The tool affords unique insight into the state-level policy landscape, revealing positive trends in implementation while highlighting clear opportunities for commonsense policy improvements. For instance, nearly half of all states have enacted food donation liability protections above the federal baseline to encourage businesses to donate food that might otherwise be wasted. On the other hand, of the 10 states that generate the most food waste, California is the only one to offer state-level tax incentives to promote food donation and is the only of the top 10 food waste-generating states to accelerate the adoption of food waste solutions by establishing an organic waste recycling law.

“Tools like the Innovator Database and Policy Finder give public- and private-sector stakeholders the insights they need to make smart decisions that generate the most impact,” said Devon Klatell, associate director at The Rockefeller Foundation. “Food is wasted at every broken link in the supply chain, giving all of us a role to play in tackling this critical issue. Repairing those links depends on collaboration across sectors, and we need organizations like ReFED to identify and encourage the opportunities to do so.”

The new ReFED tools will build upon existing resources by more clearly identifying opportunities for impact. For example, the ReFED road map estimates that of the $18 billion in new financing needed to achieve a 20% food waste reduction in the U.S., $800 million will come from private early-stage and growth equity and $1 billion from philanthropic impact investments.

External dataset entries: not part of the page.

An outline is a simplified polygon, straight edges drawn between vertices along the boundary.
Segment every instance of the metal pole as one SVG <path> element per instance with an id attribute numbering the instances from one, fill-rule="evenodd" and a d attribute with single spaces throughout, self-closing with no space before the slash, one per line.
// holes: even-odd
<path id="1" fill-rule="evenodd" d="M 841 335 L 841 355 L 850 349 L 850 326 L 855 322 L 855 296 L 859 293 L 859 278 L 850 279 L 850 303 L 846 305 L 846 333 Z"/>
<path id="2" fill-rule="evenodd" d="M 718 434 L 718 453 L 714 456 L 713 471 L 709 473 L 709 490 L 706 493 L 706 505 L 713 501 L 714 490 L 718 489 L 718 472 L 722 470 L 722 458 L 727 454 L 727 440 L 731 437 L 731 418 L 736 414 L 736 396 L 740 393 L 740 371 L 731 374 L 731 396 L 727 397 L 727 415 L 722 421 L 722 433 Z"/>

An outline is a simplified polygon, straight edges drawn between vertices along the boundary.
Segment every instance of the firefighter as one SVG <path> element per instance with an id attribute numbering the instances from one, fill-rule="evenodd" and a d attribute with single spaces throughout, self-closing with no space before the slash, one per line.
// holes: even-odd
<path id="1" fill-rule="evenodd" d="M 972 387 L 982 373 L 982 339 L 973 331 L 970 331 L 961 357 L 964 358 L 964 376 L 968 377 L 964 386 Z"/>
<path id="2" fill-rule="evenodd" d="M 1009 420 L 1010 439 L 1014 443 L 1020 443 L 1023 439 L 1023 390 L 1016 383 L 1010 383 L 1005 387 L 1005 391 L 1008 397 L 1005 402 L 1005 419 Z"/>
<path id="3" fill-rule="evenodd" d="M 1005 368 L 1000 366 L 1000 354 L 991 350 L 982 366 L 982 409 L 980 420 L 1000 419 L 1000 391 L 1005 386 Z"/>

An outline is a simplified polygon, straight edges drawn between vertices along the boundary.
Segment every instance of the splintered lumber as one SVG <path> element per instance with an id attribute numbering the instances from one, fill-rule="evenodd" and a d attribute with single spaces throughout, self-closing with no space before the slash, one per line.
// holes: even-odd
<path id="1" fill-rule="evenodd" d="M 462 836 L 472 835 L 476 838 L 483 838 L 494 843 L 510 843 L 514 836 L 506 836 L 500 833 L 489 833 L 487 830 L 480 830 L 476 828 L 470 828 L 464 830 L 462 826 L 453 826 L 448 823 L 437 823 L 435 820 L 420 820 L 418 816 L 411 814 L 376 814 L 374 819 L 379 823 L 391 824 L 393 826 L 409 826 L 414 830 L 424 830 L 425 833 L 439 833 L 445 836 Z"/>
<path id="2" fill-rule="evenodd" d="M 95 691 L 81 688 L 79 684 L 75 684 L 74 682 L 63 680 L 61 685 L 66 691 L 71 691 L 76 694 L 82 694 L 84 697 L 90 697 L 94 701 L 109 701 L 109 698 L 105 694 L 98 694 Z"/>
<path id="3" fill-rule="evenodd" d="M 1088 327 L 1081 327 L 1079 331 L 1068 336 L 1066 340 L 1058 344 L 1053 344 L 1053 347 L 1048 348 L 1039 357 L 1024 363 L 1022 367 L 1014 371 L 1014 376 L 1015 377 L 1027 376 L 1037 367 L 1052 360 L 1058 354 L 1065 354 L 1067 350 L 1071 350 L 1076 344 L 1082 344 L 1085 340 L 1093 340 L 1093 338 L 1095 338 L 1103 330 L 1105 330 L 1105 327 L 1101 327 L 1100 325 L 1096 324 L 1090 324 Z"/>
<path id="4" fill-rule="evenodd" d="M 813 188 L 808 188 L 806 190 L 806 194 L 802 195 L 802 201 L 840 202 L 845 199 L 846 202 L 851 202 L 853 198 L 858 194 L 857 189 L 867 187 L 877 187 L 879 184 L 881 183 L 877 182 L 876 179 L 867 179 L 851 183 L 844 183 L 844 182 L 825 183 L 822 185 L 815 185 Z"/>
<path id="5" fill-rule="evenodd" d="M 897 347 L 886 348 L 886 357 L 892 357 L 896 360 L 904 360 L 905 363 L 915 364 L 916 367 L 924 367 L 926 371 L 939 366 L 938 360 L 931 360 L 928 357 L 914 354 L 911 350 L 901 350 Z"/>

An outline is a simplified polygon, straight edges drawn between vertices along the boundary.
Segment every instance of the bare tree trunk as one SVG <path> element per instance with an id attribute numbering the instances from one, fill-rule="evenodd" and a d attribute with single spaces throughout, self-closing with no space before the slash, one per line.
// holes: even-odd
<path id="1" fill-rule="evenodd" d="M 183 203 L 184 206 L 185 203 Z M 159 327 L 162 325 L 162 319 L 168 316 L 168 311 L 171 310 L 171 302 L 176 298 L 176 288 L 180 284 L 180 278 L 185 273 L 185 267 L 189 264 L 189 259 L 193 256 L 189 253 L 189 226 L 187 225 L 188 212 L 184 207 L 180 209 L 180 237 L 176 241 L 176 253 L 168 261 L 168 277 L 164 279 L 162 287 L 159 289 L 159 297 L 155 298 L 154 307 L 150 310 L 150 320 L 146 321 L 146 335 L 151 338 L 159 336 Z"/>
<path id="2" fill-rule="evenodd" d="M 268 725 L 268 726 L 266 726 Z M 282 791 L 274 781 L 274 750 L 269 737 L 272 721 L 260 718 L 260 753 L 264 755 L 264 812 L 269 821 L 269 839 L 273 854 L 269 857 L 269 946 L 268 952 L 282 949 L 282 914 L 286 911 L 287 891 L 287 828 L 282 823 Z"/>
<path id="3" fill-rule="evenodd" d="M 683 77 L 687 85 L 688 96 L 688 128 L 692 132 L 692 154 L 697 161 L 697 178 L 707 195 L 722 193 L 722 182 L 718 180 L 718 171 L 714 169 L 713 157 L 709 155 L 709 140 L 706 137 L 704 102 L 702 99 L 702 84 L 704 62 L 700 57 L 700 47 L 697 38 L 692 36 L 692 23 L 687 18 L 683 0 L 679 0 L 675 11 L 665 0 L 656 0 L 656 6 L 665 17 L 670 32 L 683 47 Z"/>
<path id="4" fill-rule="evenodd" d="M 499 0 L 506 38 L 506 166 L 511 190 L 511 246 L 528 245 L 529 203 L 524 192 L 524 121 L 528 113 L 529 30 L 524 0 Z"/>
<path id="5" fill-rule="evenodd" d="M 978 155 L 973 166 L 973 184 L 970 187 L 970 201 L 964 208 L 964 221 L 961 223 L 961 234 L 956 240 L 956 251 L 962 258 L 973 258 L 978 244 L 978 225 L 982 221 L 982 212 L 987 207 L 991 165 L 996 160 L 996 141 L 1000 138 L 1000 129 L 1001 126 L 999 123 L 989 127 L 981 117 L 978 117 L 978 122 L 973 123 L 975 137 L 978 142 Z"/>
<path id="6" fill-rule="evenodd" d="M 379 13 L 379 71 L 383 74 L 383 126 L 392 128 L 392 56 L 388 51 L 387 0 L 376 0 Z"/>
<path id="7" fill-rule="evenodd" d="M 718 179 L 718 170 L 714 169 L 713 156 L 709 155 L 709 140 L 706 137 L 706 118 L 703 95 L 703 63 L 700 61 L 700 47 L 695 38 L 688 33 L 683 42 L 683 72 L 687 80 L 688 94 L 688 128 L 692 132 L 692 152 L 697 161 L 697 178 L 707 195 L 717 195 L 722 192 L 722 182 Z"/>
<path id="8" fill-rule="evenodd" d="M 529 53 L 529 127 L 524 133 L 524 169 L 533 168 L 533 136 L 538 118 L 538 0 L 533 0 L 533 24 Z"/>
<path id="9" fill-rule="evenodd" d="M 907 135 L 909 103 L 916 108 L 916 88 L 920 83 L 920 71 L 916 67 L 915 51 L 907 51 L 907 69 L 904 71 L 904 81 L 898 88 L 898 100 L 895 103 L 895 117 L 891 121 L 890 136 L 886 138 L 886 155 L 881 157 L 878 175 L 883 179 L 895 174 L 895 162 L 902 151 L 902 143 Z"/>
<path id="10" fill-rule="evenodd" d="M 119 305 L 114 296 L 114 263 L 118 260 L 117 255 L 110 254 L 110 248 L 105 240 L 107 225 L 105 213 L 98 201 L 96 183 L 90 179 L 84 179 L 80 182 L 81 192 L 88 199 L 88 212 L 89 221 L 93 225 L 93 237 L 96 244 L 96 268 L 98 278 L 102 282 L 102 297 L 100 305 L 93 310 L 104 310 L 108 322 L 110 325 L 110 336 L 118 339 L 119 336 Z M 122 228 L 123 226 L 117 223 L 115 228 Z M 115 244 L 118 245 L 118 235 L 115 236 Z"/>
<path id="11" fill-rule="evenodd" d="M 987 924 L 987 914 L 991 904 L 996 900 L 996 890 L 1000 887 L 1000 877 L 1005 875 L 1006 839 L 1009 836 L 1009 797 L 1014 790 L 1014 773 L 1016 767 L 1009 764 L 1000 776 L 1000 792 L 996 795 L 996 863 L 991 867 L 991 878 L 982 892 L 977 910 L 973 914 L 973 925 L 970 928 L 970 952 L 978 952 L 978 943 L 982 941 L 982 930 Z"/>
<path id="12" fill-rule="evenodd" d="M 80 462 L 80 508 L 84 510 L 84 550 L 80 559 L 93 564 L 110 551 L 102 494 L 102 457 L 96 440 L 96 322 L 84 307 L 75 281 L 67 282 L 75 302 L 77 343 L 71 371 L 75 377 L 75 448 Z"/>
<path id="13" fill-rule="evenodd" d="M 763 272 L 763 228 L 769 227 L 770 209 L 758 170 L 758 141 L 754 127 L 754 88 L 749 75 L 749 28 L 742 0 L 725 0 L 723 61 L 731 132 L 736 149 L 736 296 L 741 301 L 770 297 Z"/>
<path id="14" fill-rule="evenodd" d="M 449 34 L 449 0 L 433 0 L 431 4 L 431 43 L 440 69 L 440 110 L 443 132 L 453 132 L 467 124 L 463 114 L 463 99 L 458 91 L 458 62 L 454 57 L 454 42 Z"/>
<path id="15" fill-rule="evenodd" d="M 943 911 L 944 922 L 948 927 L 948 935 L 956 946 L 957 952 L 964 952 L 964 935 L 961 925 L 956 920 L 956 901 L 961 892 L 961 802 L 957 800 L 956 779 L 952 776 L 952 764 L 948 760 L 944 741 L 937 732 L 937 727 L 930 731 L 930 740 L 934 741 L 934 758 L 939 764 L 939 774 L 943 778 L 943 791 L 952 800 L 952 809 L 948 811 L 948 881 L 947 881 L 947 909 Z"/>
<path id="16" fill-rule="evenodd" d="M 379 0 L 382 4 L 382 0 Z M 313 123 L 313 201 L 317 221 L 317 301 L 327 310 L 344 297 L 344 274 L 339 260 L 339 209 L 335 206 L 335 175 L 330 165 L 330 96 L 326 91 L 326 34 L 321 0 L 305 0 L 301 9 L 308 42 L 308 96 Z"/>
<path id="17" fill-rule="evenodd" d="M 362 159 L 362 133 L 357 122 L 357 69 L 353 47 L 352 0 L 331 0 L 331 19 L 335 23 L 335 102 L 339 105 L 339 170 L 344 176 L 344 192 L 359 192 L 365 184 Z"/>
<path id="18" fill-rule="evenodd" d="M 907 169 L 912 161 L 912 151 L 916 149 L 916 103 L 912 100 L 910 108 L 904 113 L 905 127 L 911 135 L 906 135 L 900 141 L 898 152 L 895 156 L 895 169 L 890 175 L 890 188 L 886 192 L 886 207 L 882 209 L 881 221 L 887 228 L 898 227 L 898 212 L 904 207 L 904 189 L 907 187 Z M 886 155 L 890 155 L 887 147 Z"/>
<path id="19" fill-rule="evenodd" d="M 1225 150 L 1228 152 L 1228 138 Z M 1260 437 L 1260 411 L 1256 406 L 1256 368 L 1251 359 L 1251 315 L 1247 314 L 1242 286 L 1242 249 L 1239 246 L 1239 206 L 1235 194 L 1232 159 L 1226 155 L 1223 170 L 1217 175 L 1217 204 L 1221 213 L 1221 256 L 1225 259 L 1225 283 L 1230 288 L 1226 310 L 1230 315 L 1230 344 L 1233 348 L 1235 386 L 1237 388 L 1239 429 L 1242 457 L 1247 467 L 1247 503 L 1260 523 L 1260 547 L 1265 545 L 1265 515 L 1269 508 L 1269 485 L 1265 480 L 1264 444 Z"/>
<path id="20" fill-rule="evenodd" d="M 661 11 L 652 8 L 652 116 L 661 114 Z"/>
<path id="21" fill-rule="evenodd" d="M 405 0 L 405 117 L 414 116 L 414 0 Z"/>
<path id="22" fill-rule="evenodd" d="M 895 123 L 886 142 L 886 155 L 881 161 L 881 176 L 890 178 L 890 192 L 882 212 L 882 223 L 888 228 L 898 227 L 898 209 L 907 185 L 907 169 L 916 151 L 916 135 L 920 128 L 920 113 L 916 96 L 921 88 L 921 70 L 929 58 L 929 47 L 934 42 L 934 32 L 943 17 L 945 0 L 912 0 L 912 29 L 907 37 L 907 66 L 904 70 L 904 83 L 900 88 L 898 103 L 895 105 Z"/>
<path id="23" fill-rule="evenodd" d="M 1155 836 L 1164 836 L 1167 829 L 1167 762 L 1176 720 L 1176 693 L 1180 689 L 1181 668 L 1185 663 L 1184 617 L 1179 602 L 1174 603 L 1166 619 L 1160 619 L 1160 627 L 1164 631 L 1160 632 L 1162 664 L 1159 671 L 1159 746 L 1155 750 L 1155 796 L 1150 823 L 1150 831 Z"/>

“Meeting our national food waste reduction goal depends on the entrepreneurial spirit of innovators, action across the food system and the strong commitment of funders like The Rockefeller Foundation and Walmart Foundation and many others. We hope these tools will convene stakeholders who haven’t – or otherwise wouldn’t – collaborate on food system challenges and guide them to use insights, backed by robust economics and data analysis, to identify proven solutions to immediately cut food waste,” Cochran said.